B9

Quantitative Analysis of IL-6 Binding and Bioactivity in B9 Cells

Despite the clinical importance of cytokines like IL-6, the quantitative relationship between molecular binding and cellular activation thresholds remains unclear. Utilizing validated tools such as iodinated IL-6 and B9 hybridoma bioassays, Hansen et al. employed equilibrium binding principles and experimental data to estimate cellular IL-6 interactions in blood.

They characterized IL-6 binding in the IL-6-dependent B9 hybridoma cell line using 125I-labeled rhIL-6 (Fig. 1A). Bioactivity, measured by cell viability, was detectable at a total IL-6 concentration of 0.2 pM and maximized at 2.3 pM (Fig. 1A). Scatchard analysis revealed approximately 164 high-affinity binding sites per cell (Kd ≈ 20 pM) (Fig. 1B).

At the threshold bioactive concentration (0.2 pM total IL-6), cells bound an average of 1.57 molecules, corresponding to just 1% receptor occupancy (Fig. 2A). This minimal binding was sufficient to trigger a measurable proliferative signal. Poisson distribution analysis indicated that at this concentration, 46.5% of cells bound ≥2 IL-6 molecules (Fig. 2B).

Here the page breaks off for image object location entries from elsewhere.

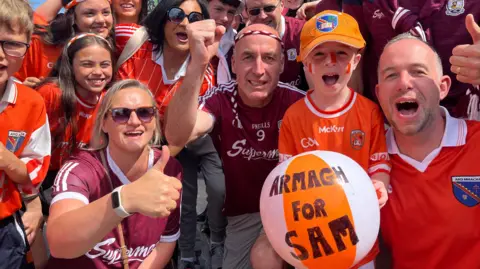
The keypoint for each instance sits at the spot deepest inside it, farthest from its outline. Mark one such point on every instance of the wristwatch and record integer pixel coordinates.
(117, 203)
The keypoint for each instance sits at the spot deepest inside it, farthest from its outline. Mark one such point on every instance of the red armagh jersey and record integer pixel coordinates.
(356, 130)
(248, 143)
(23, 131)
(40, 57)
(85, 115)
(147, 67)
(432, 216)
(83, 178)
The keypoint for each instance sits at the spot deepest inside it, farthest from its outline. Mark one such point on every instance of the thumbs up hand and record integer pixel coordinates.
(465, 59)
(154, 194)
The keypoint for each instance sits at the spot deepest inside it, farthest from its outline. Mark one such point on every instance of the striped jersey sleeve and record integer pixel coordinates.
(36, 154)
(71, 181)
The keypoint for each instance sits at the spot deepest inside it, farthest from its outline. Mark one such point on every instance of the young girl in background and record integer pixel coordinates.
(84, 70)
(53, 30)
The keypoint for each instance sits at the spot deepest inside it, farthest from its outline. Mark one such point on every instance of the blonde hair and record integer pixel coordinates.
(99, 137)
(17, 13)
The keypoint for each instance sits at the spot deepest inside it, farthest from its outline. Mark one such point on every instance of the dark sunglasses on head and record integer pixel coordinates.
(266, 9)
(177, 15)
(122, 114)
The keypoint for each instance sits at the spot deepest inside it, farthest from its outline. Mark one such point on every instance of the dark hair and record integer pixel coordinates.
(63, 28)
(143, 12)
(156, 20)
(63, 76)
(233, 3)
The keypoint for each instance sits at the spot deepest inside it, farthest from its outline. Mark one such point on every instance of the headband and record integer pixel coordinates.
(85, 35)
(258, 32)
(69, 4)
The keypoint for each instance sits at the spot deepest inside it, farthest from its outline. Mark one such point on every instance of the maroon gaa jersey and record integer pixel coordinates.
(83, 178)
(247, 141)
(447, 30)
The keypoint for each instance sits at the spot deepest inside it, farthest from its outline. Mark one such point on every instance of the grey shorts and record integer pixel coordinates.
(241, 233)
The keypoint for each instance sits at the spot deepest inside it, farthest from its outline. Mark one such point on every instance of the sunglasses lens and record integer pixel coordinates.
(195, 16)
(254, 12)
(145, 114)
(176, 15)
(121, 115)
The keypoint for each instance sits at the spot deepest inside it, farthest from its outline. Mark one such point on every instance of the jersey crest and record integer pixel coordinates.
(15, 140)
(357, 139)
(455, 7)
(467, 189)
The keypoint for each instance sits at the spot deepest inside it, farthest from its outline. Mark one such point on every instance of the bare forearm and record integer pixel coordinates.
(182, 110)
(90, 223)
(160, 256)
(383, 177)
(17, 172)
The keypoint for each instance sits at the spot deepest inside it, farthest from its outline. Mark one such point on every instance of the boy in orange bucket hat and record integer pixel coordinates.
(332, 116)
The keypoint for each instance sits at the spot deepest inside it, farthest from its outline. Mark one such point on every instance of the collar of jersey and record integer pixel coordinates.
(158, 59)
(454, 136)
(116, 170)
(330, 114)
(282, 24)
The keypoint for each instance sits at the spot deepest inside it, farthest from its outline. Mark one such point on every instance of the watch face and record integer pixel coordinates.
(115, 199)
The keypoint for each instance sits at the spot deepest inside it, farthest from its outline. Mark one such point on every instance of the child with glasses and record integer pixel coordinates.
(24, 137)
(117, 204)
(72, 99)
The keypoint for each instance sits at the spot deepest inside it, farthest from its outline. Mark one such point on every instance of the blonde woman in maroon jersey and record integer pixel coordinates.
(117, 204)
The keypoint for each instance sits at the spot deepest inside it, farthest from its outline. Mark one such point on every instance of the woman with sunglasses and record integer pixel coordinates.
(162, 60)
(116, 206)
(129, 16)
(72, 99)
(53, 31)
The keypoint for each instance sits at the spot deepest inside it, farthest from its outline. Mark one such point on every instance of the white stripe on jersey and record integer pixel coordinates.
(170, 238)
(70, 195)
(289, 87)
(63, 176)
(37, 148)
(226, 87)
(378, 167)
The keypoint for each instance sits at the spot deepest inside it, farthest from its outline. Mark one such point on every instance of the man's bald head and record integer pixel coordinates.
(399, 41)
(258, 29)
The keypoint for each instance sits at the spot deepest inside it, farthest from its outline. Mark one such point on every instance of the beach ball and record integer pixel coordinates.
(319, 209)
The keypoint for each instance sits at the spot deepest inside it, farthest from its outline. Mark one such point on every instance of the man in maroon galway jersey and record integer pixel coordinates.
(269, 12)
(440, 23)
(245, 115)
(118, 203)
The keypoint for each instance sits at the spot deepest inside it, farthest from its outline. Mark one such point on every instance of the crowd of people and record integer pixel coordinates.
(110, 114)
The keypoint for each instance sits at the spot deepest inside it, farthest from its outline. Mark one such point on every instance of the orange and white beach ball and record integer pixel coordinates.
(319, 209)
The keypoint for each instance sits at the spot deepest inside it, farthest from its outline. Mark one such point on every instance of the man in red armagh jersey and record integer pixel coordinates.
(432, 217)
(245, 115)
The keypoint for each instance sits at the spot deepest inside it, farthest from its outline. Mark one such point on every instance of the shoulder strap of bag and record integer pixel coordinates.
(133, 45)
(123, 246)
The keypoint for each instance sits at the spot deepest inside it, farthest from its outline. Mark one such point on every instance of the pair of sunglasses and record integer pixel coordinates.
(267, 9)
(177, 15)
(122, 114)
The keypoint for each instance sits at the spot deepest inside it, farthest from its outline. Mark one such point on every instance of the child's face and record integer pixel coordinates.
(94, 16)
(9, 65)
(330, 65)
(92, 67)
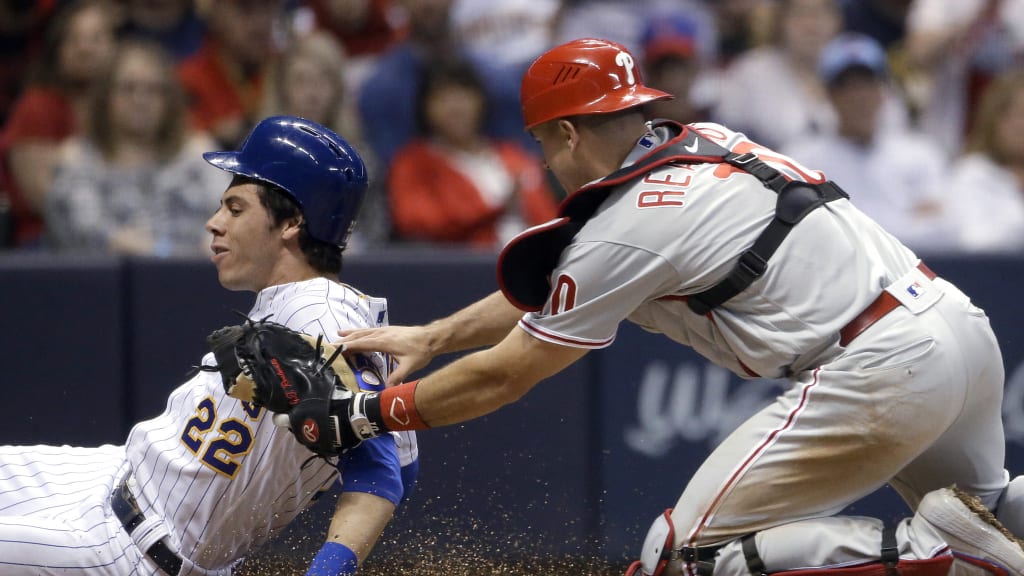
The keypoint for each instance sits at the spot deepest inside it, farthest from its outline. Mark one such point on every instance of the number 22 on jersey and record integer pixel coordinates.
(219, 445)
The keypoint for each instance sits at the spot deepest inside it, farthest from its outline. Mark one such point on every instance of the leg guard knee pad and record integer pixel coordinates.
(836, 546)
(656, 549)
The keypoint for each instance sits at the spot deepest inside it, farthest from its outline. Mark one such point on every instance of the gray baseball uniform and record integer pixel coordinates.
(913, 401)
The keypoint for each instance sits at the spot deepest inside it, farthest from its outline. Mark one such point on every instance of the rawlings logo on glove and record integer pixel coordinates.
(294, 375)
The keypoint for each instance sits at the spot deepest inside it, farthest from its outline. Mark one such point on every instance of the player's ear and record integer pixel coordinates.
(291, 227)
(568, 132)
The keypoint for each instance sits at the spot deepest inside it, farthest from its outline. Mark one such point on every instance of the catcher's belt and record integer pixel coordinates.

At the maximal bioactivity concentration (2.3 pM), cells bound an average of 16.27 molecules. Given that the IL-6 receptor complex functions as a hexamer requiring two IL-6 molecules, these data suggest that activation of merely two receptors (four IL-6 molecules) is sufficient for measurable bioactivity, while activation of approximately eight receptors drives maximal response in vitro.